Are aliens implausible, or just not useful? Plausible futures and questioning assumptions
Intro to Futures, Week 3
As I see it, the field of futures studies has two interrelated credibility problems: first, by dealing with something that doesn’t yet exist, the work can look as disconnected from reality and rigor as the softest sciences or the kind of clickbait sociology that generates headlines and TED talks but not much insight1; second, because most historical methods of describing the future2 are ludicrous to Enlightment thinking, it’s easy to invoke the image of the “crystal ball” or whatever is conceptually adjacent to dismiss the whole enterprise. The material covered this week spoke to addressing these credibility gaps: first, by making clear that a key part of futures studies is understanding/exposing how people think about the future, and how that thinking can be systematically flawed; second, by litigating exactly how far into the implausible we should search and challenge others to search when imagining future scenarios.
The first article was Futures Fallacies: What They Are and What We Can Do About Them, by Irina Milojevic. This serves as an inventory about the common mistakes people make when imagining future scenarios, along with the adaptive benefit each of these fallacies may provide, the impact/cost, and approaches to reduce our vulnerability to each. As an example, the Planning Fallacy: when people plan for a project, from home remodeling to corporate initiatives to major civic infrastructure, the outcome is almost always significantly later and more expensive than when it was imagined. Even in situations without the principal-agent problem that often compounds this, for example in corporate software development teams that estimate their velocity, it manifests as an apparent result of some irreducible human optimism or myopia. Some of the suggestions for remedies strike me as grasping at straws; for example, reducing the tendency for people to believe that the future is being orchestrated by a sinister cabal by providing rational arguments and/or making people feel more hopeful, powerful, and secure in society - the first strategy seems wildly implausible, and the second seems massively impractical.
In this context, we took an assessment related to our own orientation to the past, present, and future: MindTime. I have no idea how valid this assessment is as a way to characterize the way people think in a way that would be consistent over time or in different contexts, but it’s certainly useful for seeding a discussion about how we relate to time and what biases/blindspots we might be especially susceptible to. If you take the assessment and want to compare to my scores, I got a 42% in past orientation, 50% in present orientation, and 62% in future orientation. This mild future orientation presents itself as a tendency toward anxiety rather than rumination, as a susceptibility to overestimate the importance of novel ideas or technology in the future, and an intense dislike of feeling constrained.

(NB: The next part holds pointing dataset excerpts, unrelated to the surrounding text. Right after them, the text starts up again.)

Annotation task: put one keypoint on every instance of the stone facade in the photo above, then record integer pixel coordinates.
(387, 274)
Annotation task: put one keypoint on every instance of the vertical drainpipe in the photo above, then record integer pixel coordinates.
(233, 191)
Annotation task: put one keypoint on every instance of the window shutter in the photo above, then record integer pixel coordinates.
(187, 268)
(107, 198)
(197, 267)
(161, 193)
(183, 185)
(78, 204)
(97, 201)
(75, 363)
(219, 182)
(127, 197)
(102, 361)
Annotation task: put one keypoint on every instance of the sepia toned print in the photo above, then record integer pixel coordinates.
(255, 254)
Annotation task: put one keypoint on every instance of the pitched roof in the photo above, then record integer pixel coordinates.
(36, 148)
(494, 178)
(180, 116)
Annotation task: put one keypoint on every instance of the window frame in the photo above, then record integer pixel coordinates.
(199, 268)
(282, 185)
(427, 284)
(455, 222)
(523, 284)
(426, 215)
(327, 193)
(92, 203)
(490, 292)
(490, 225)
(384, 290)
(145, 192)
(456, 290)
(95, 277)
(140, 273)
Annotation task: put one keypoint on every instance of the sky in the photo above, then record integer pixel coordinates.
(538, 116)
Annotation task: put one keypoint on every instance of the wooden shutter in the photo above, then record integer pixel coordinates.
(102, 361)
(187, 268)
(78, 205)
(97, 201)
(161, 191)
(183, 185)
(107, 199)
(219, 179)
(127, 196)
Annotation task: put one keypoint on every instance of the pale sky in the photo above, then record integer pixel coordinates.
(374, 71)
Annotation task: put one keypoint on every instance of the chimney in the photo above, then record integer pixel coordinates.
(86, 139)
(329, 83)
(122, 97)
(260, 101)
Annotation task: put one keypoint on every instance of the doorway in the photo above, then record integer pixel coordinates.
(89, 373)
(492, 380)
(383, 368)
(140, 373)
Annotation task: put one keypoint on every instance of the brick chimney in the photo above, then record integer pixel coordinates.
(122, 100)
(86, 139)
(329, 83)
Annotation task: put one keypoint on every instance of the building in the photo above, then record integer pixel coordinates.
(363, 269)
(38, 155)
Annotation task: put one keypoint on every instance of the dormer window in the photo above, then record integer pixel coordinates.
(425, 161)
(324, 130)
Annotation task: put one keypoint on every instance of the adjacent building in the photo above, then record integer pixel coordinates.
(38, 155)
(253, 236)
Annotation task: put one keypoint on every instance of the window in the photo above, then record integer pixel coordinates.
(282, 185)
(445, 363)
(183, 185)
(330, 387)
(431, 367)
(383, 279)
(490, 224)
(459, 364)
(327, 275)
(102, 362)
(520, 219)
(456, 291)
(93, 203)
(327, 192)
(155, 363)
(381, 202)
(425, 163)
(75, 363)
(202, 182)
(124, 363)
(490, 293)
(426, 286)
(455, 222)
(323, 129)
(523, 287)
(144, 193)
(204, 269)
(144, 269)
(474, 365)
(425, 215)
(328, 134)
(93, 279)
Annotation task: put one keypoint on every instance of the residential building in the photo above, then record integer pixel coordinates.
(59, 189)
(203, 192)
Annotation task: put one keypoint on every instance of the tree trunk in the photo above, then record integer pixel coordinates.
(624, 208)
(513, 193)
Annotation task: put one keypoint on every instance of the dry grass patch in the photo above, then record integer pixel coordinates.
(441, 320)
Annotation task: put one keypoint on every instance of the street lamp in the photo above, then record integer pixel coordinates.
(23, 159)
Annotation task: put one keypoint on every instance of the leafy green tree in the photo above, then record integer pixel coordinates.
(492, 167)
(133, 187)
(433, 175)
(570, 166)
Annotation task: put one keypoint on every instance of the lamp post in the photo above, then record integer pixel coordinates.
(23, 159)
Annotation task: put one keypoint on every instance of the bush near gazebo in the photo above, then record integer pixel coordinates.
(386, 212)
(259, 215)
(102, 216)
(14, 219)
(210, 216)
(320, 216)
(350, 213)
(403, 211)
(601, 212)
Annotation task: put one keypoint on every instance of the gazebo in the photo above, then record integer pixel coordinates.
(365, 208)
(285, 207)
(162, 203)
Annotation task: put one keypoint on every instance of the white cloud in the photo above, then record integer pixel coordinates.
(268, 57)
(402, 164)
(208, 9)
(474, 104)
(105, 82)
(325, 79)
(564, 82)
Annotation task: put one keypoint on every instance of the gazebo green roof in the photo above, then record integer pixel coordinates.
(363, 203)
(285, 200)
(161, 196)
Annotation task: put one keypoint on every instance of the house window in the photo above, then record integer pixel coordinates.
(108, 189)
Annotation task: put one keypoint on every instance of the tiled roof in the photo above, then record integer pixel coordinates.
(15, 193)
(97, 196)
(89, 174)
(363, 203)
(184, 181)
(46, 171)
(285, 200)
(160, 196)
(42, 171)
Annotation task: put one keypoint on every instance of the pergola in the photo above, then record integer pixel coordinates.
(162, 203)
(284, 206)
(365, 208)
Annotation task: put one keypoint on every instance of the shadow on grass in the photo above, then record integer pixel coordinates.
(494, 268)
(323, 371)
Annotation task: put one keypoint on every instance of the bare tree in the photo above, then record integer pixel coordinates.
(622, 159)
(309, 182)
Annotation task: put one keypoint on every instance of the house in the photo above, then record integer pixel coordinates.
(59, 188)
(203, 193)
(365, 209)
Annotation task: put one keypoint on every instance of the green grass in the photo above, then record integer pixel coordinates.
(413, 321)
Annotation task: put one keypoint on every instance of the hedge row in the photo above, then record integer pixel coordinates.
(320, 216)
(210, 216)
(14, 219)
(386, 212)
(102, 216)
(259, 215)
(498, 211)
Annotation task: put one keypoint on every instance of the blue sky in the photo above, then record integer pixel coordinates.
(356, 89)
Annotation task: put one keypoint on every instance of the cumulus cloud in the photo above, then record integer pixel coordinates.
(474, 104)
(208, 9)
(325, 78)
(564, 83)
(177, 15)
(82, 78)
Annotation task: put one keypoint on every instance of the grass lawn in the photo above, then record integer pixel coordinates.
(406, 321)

The second article was Crazy Futures: Why Plausibility Is Maladaptive, by Wendy Schultz. The basic idea here is that descriptions of the work of futurists increasingly state that it’s about generating or exploring plausible3 futures. At least part of the motivation for this bias appears to be protecting the reputation and respectability of the profession, as I mentioned at the beginning. In making the case for “crazy futures” outside the bounds of plausibility, Schultz argues that this trend is bad for everyone: by coloring within the lines of plausibility, we lose the opportunity to critically examine why the lines are there in the first place. Crazy futures4 push us to understand the assumptions and blind spots that feed into the consensus view of what’s probable. The trick is to transgress the bounds of plausibility far enough to find what Schultz calls “the knife edge of usability” - far enough to stretch the mind without breaking it. One useful trick is to create a crazy future with low enough resolution or with enough logical gaps/holes that participants can be invited to fill in the gaps - this is basically a generalization of the business exercise where people are asked “what would have to happen for our business model to be obsolete?” and then pressed until they find strategies that make them more resilient.
Both of these articles contain criticism of the work of futurists generally, in an attempt to strengthen the foundations of the profession. They point toward a common vision of how trained futurists can help the organizations and people they do work for: helping people understand how their visions of the future are dependent on a certain set of assumptions, what the limitations of those assumptions are and what blindspots they create, and what future scenarios might present themselves as those assumptions are relaxed or alternatives are adopted. In this way, futurists are less like someone encouraging you to brush your teeth every day, and more like an art teacher demonstrating how to draw the human form by understanding the skeleton and muscles underneath - we look at people and think about the future everyday, but the underlying structure eludes us without deep study.
Power pose, priming, and all the other things that Andrew Gelman would roll his eyes at.
Think visions, astrology, augury, or anything else covered in Divination at Hogwarts.
Shultz points out that one of the original meanings of “plausible” is “worthy of applause”. Again we see the focus on not seeming ridiculous, even in the language used by the field.
Schultz even defines a quantitative measure of craziness: the percentage of the population that finds the described future offensive to reason or decency.